Around 55 percent of coral reefs in South Sulawesi waters have been damaged by destructive fishing practices, the South Sulawesi marine and fishery service announced on Wednesday. Due to the destructive practise of throwing explosives into the water to catch fish, only 45 percent of the coral reefs in the national marine park of Takabonerate are in good condition.

The Indonesian Naval personal have arrested fishermen in South Sulawesi for using explosives to catch fish, but the practise continues.

 55 percent of coral reefs in South Sulawesi damaged by explosives

Takabonerate is considered the world`s third most beautiful marine park and has received an award from the World Ocean Conference (WOC) which was held in Manado, North Sulawesi, this month. This marine park is located within the famous Coral Triangle; a Pacific region home to over 75 percent of the world’s known coral species. This figure becomes even more remarkable if you take into account that the triangle only comprises two percent of the world’s ocean.

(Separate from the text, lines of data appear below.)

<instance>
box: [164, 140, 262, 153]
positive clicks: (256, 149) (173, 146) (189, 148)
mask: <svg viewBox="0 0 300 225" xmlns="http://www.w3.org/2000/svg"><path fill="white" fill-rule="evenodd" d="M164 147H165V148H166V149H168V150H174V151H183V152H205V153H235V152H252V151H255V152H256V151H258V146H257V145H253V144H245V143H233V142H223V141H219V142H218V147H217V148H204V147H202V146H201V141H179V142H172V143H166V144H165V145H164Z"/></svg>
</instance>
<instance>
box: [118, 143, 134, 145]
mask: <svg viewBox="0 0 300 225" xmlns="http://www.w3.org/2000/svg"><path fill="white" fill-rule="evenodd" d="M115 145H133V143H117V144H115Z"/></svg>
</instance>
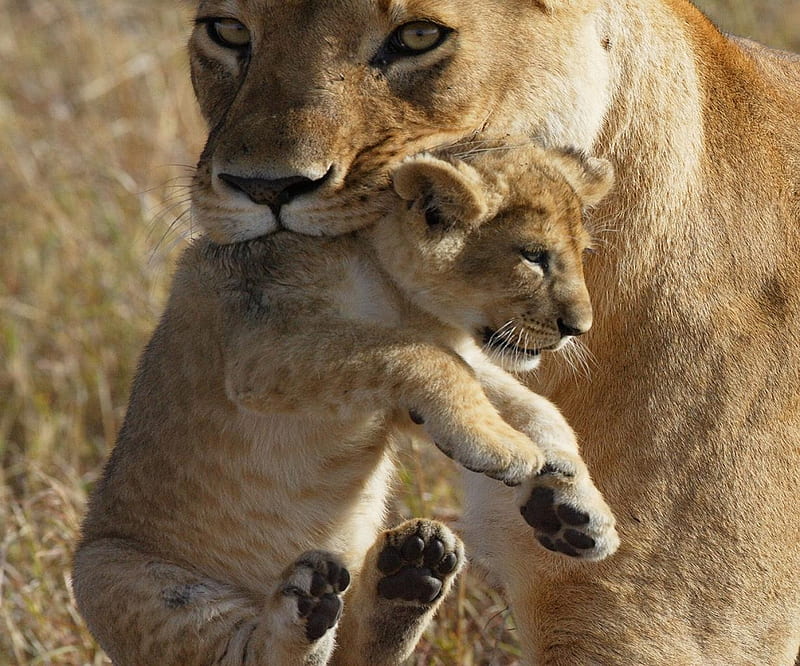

Hopefully, the situation in the region will improve as six heads of state/government participating in the Coral Triangle Initiative (CTI) Summit organized as part of the WOC signed a declaration on May 15, approving the Coral Triangle Initiative Program. Within this program, the six countries who share this amazingly coral rich region will coordinate their protection of marine resources.

Over 120 million people depend on the Coral Triangle ecosystem for their survival and would suffer greatly if the diversity of fish, shellfish and other marine creatures were to become depleted due to unsustainable fishing practises.